Day by day, time passed on. Each evening returning to her solitary fireside, she thought, “Another is gone, the time draws near;” she shuddered, despite her conviction that the trial would be the signal for the liberation of Falkner; she saw the barriers time had placed between him and fate fall off one by one with terror; January and February passed, March had come—the first of March, the very month when all was to be decided, arrived. Poor tempest-tossed voyagers! would the wished-for port be gained—should they ever exchange the uncertain element of danger for the firm land of security?

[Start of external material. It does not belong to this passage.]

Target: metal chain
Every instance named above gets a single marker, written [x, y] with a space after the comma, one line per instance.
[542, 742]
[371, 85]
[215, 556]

It was on the first of March that, returning home in the evening, she found a letter on her table from Neville. Poor Elizabeth! she loved with tenderness and passion—and yet how few of the fairy thoughts and visions of love had been hers—love with her was mingled with so dire a tragedy, such real oppressive griefs, that its charms seemed crimes against her benefactor; yet now, as she looked on the letter, and thought, “from him,” the rapture of love stole over her, her eyes were dimmed by the agitation of delight, and the knowledge that she was loved suspended every pain, filling her with soft triumph, and thrilling, though vague expectation.
She broke the seal—there was an inner envelope directed to Miss Raby—and she smiled at the mere thought of the pleasure Gerard must have felt in tracing that name—the seal, as he regarded it, of their future union; but when she unfolded the sheet, and glanced down the page, her attention was riveted by other emotions. Thus Neville wrote:—
“My own sweet Elizabeth, I write in haste, but doubt is so painful, and tidings fly so quickly, that I hope you will hear first by means of these lines the new blow fate has prepared for us. My father lies dangerously ill. This, I fear, will again delay the trial—occasion prolonged imprisonment—and keep you still a martyr to those duties you so courageously fulfil. We must have patience. We are impotent to turn aside irrevocable decrees, yet when we think how much hangs on the present moment of time, the heart—my weak heart at least—is wrung by anguish.
“I cannot tell whether Sir Boyvill is aware of his situation—he is too much oppressed by illness for conversation; the sole desire he testifies is to have me near him. Once or twice he has pressed my hand, and looked on me with affection. I never remember to have received before such testimonials of paternal love. Such is the force of the natural tie between us, that I am deeply moved, and would not leave him for the whole world. My poor father!—he has no friend, no relative but me; and now, after so much haughtiness and disdain, he, in his need, is like a little child, reduced to feel his only support in natural affections. His unwonted gentleness subdues my soul. Oh, who would rule by power, when so much more absolute a tyranny is established through love!